Foster was proudly standing by with her team members when the executive order was signed. The SBST tapped her to serve because of her expertise in industrial and organizational psychology.

faculty Lori Foster
Lori Foster.

Simply put, Foster studies how organizations and their employees function. She’s worked with large organizations for more than 15 years, from the U.S. military and the United Nations to power utilities and international nongovernmental organizations.

The White House released a report summarizing the SBST’s first year of projects designed to make government programs more efficient, easier to access and more user-friendly. Examples included:

  • Sending service members a single email highlighting the three steps needed to enroll in the Thrift Savings Plan (a workplace savings plan for federal employees) and conveying the potential value of making even small contributions to the plan nearly doubled the rate at which service members signed up for the plan.
  • Sending personalized letters to farmers that included a tailored set of action steps to apply for a loan, as well as contact information for the recipient’s local loan offer, increased the number of farmers who obtained a loan by 22 percent.
  • Adding a signature box at the start of a federal contracting form led to an additional $1.59M collected.
  • Emphasizing to veterans that they had earned an education and career-counseling benefit, rather than simply notifying them of their eligibility, led to a nearly 9 percent increase in veterans accessing the application for this benefit.

The SBST has since launched 20 new projects, ranging from helping children retain access to nutritionally balanced, low-cost or free lunches to providing unemployed workers with enhanced job-search support.

Foster will continue as a team member for the next year before returning to her role in the Department of Psychology at NC State.

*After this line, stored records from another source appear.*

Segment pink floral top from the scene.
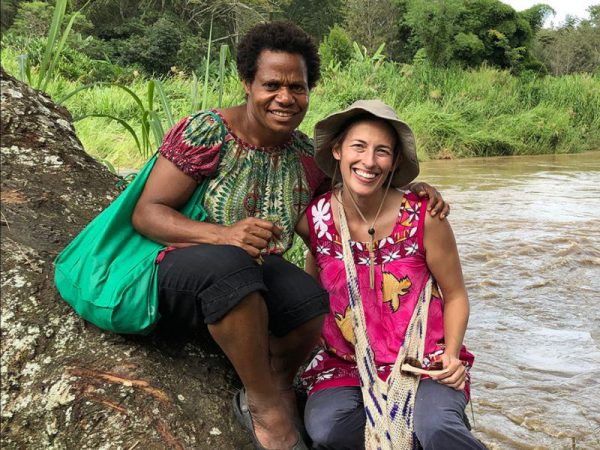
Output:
[302,191,474,395]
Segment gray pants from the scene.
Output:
[304,379,485,450]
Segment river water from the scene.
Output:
[419,151,600,449]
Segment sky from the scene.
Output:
[501,0,600,27]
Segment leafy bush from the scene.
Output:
[319,24,354,67]
[118,17,182,74]
[10,1,94,37]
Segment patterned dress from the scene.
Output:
[302,191,474,396]
[159,110,324,254]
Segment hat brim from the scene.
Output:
[314,105,419,187]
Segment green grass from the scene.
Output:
[2,43,600,168]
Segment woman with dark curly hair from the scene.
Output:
[133,22,447,449]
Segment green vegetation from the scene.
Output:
[2,0,600,168]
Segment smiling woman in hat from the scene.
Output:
[133,22,447,449]
[296,100,483,450]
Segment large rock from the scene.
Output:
[0,69,248,450]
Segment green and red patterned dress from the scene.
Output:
[159,110,325,254]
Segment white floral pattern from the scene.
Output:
[310,197,332,240]
[317,244,331,256]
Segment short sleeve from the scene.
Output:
[158,111,226,182]
[294,131,327,196]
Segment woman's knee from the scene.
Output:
[304,387,366,450]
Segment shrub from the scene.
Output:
[319,24,354,67]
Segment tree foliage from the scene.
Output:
[532,4,600,75]
[319,25,354,67]
[406,0,552,71]
[284,0,344,42]
[345,0,400,57]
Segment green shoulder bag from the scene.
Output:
[54,114,225,334]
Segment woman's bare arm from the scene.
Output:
[132,156,279,257]
[424,214,469,389]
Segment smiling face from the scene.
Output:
[332,119,396,197]
[244,50,308,145]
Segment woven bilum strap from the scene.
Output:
[338,204,432,450]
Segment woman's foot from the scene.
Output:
[234,390,302,450]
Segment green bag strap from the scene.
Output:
[178,110,227,221]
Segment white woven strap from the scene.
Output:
[338,204,432,450]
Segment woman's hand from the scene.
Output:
[431,353,467,391]
[409,181,450,219]
[219,217,282,258]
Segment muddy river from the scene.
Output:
[420,151,600,449]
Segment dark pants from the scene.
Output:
[304,379,485,450]
[158,244,329,337]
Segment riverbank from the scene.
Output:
[2,45,600,168]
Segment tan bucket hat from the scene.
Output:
[315,100,419,187]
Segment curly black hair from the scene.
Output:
[236,22,321,89]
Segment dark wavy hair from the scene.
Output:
[236,22,321,89]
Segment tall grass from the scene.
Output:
[2,42,600,168]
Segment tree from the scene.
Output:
[284,0,344,42]
[319,25,354,68]
[344,0,399,54]
[406,0,549,71]
[405,0,462,66]
[532,5,600,76]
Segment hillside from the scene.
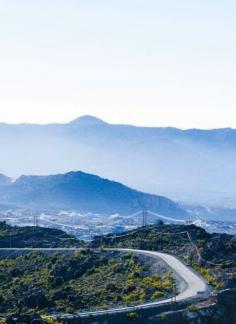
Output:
[0,172,187,217]
[92,225,236,288]
[0,222,84,248]
[0,116,236,207]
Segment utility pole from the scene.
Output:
[143,209,147,227]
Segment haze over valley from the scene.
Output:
[0,116,236,208]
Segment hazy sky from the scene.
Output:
[0,0,236,128]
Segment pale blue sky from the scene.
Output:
[0,0,236,128]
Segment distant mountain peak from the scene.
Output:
[70,115,106,126]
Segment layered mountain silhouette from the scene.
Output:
[0,172,187,217]
[0,116,236,207]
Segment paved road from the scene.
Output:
[76,249,208,317]
[0,248,208,317]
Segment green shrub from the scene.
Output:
[127,312,139,321]
[152,291,165,300]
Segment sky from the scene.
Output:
[0,0,236,128]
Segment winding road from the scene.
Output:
[0,248,208,317]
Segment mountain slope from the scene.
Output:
[0,172,186,217]
[0,116,236,207]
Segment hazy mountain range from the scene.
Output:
[0,172,187,217]
[0,116,236,207]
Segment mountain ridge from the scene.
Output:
[0,171,187,217]
[0,116,236,208]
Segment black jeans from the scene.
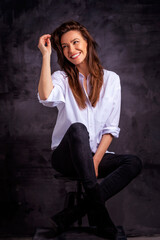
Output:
[52,123,142,201]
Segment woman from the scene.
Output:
[38,21,142,239]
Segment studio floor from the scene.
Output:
[0,236,160,240]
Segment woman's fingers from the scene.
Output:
[38,34,51,55]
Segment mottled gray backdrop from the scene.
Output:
[0,0,160,237]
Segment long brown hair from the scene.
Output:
[51,21,103,109]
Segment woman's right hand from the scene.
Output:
[38,34,52,56]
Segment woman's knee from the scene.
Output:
[68,122,89,139]
[127,155,142,177]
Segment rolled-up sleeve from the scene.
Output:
[102,75,121,138]
[37,71,65,107]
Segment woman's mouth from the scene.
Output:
[70,52,81,59]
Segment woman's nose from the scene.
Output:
[68,45,74,54]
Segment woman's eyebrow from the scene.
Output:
[61,38,79,45]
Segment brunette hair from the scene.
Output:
[51,21,103,109]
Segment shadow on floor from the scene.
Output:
[33,226,127,240]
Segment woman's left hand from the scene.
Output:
[93,157,99,177]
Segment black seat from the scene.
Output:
[54,173,84,226]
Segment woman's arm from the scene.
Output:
[38,34,53,100]
[93,134,113,177]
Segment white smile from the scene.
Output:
[71,53,81,59]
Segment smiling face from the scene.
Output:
[61,30,87,66]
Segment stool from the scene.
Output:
[54,173,84,226]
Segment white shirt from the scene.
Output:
[38,70,121,153]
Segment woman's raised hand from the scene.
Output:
[38,34,52,56]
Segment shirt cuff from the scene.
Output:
[102,127,120,138]
[37,86,65,107]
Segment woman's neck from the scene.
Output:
[76,62,89,79]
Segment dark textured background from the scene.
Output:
[0,0,160,235]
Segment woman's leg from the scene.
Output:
[98,153,142,201]
[52,123,97,190]
[52,123,117,239]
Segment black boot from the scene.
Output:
[86,183,117,239]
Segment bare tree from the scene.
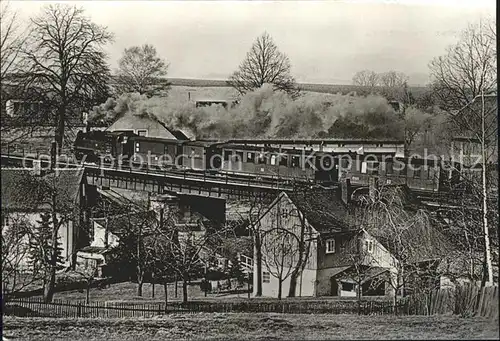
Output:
[117,44,169,97]
[234,192,273,297]
[6,171,79,302]
[363,188,430,312]
[404,107,433,152]
[1,211,41,297]
[228,32,297,95]
[22,4,113,153]
[0,1,26,86]
[352,70,380,88]
[430,20,498,284]
[429,20,497,112]
[379,71,408,88]
[262,226,298,300]
[75,262,97,304]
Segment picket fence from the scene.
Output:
[3,285,498,319]
[398,284,498,319]
[5,297,393,318]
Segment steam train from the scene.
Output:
[74,131,460,192]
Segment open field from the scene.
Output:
[29,281,252,302]
[169,78,426,96]
[3,313,499,341]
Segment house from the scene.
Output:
[450,93,498,166]
[1,168,87,268]
[254,189,458,297]
[107,112,189,140]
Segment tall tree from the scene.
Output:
[379,71,408,88]
[0,1,26,86]
[430,20,498,284]
[352,70,380,88]
[117,44,170,97]
[22,4,113,153]
[228,32,298,96]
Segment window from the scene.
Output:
[423,166,431,179]
[413,167,422,179]
[2,213,9,226]
[304,156,315,168]
[271,155,276,166]
[280,154,288,167]
[369,162,378,175]
[326,239,335,253]
[259,153,266,165]
[247,153,255,162]
[233,152,243,162]
[361,161,366,174]
[262,271,271,283]
[365,239,373,253]
[385,162,394,175]
[341,282,354,291]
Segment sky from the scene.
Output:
[7,0,496,85]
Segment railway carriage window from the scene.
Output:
[304,157,315,168]
[247,153,255,163]
[422,166,430,179]
[233,152,243,162]
[279,155,288,166]
[361,161,366,174]
[368,162,379,175]
[342,159,351,170]
[259,153,266,165]
[413,166,422,179]
[385,162,394,175]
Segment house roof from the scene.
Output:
[1,168,84,210]
[282,188,355,234]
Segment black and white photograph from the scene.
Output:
[0,0,500,341]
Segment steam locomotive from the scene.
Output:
[74,131,460,192]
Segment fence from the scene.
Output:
[3,285,498,319]
[4,298,393,318]
[399,284,498,319]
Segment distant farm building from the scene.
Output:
[195,99,238,109]
[107,113,189,140]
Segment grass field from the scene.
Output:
[31,282,247,302]
[3,313,499,341]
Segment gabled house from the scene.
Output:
[1,168,87,268]
[254,190,458,297]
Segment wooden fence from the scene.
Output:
[4,297,393,318]
[3,285,498,319]
[398,284,498,319]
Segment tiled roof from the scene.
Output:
[1,168,84,210]
[286,189,356,233]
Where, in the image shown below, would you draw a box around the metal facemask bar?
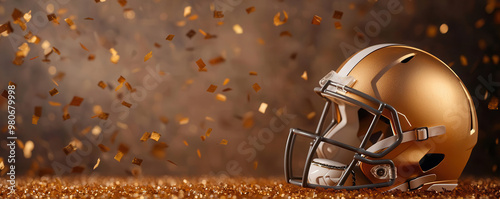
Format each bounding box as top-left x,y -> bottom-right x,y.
285,80 -> 402,190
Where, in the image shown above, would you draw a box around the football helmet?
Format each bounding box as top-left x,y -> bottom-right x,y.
285,44 -> 478,191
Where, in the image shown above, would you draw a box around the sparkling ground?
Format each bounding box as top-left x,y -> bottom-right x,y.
0,177 -> 500,198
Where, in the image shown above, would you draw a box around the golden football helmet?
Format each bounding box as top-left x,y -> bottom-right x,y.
285,44 -> 477,191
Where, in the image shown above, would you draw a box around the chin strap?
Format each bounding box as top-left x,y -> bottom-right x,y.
389,174 -> 436,191
367,126 -> 446,153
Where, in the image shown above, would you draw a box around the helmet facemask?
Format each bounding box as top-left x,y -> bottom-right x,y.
285,71 -> 402,189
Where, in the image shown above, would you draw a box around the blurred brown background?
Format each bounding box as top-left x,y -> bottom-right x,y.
0,0 -> 500,176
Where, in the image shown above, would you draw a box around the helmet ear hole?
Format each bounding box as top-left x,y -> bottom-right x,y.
418,153 -> 444,172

“We are proud to have Lori Foster represent our university — and our state — and to share her expertise in ways that will improve lives across the country for years to come,” said Jeff Braden, dean of Humanities and Social Sciences. “Our college, along with NC State’s provost’s office and our Department of Psychology, all worked together so that Lori could be part of building and shaping this new federal initiative. We are so pleased to see the work of the team already bearing fruit.”


Making Government Logical

Note: Harvard professor and former Obama administration member Cass Sunstein wrote about the SBST’s work in the New York Times (“Making Government Logical,” 9/19/15). The following is excerpted from that column.

There wasn’t a lot of fanfare, but last week may turn out to be among the most consequential of President Obama’s second term. By executive order, Mr. Obama directed federal agencies to incorporate behavioral science — insights into how people actually make decisions — into their programs. …

Building on impressive new findings from the White House’s Social and Behavioral Sciences Team, Mr. Obama ordered his government to use behavioral insights to simplify forms, cut wait times, eliminate administrative hurdles and reduce regulatory burdens. A new report from the team, which has been up and running for more than a year, shows that small reforms can make a big difference. …

Improvements might be a matter of just a few percentage points — and perhaps a distraction from ambitious fiscal or regulatory reforms that could make a much bigger difference.

It’s a fair point, but incremental improvements should not be disparaged, especially if they help hundreds of thousands of people. And if the goal is to produce large-scale change, behaviorally informed approaches might accomplish more than we expect. …

When government programs aren’t working, those on the left tend to support more funding, while those on the right want to scrap them altogether. It is better to ask whether the problem is complexity and poor design. We can solve those problems — sometimes without spending a penny.